Any help or insight would be most kindly appreciated.
DDub
2026-03-25 7:00 AM
Maybe different settings used?
Perhaps you have to "connect under reset", but did not set this with CubeProgrammer?
2026-03-25 7:21 AM
The intermittent behavior is likely the symptom, not the cause. Don't read too much into it.
The root cause sounds like an issue in the hardware. Maybe clock doesn't start under some scenarios, or there is an intermittent connection, or insufficient power, or other hardware design issue.
Debugging the board may show where it's stuck. Implement some logging capability out to a UART as it starts up and use that to diagnose.
2026-03-27 6:31 AM
Thank you for the replies. This is a board that was returned from out in the field, so it's not possible to "turn on" logging capability, though I agree that it is very helpful for development. After the board was reprogrammed with the exact same file that was originally pulled from flash, it behaved normal. I can understand brown out resets, but then I would expect this board to behave normal on a bench setup with a solid power supply, especially after a power cycle. This is a relatively mature design in both hardware and firmware with many successful use cases. I'm just curious if anyone has ever seen this before or has any idea what else could cause the behavior described above.

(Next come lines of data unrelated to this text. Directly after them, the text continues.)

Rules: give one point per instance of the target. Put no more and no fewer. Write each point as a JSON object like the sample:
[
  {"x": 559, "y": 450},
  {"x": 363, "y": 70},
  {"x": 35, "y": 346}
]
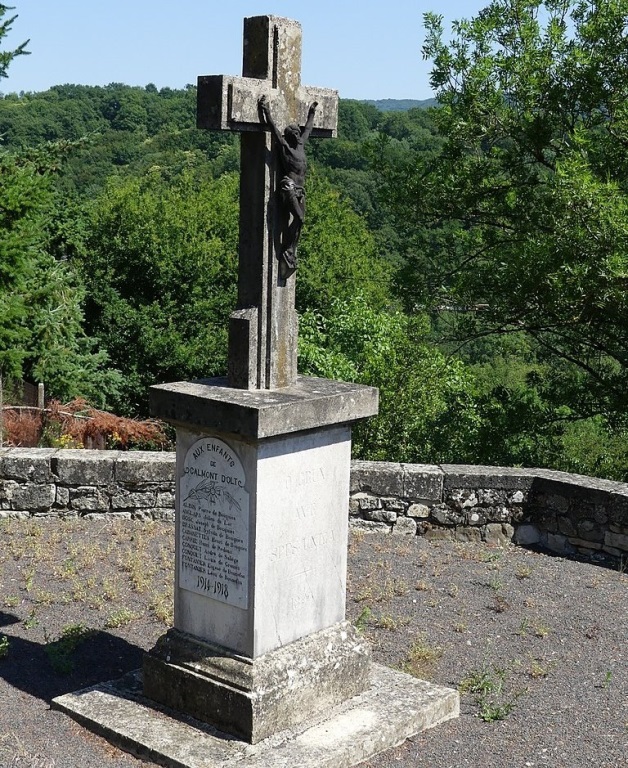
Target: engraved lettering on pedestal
[{"x": 214, "y": 523}]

@TDK, what would be some example scenarios that would cause the clock not to start if it normally starts just fine? As mentioned previously, this is not a "rev 0" board; its been in use for awhile and proven to be rather stable. I'm just curious as to what could cause the intermittent behavior and how I could reproduce it, understand it, then eliminate it.
Thanks!
2026-03-27 6:35 AM
Thanks for the reply.
Maybe, but I was able to read the flash off of the chip, so I know it was connected to it. I was also actively comparing the memory with an .elf file and that was successful, so I'm confident that the CubeProgrammer was connected.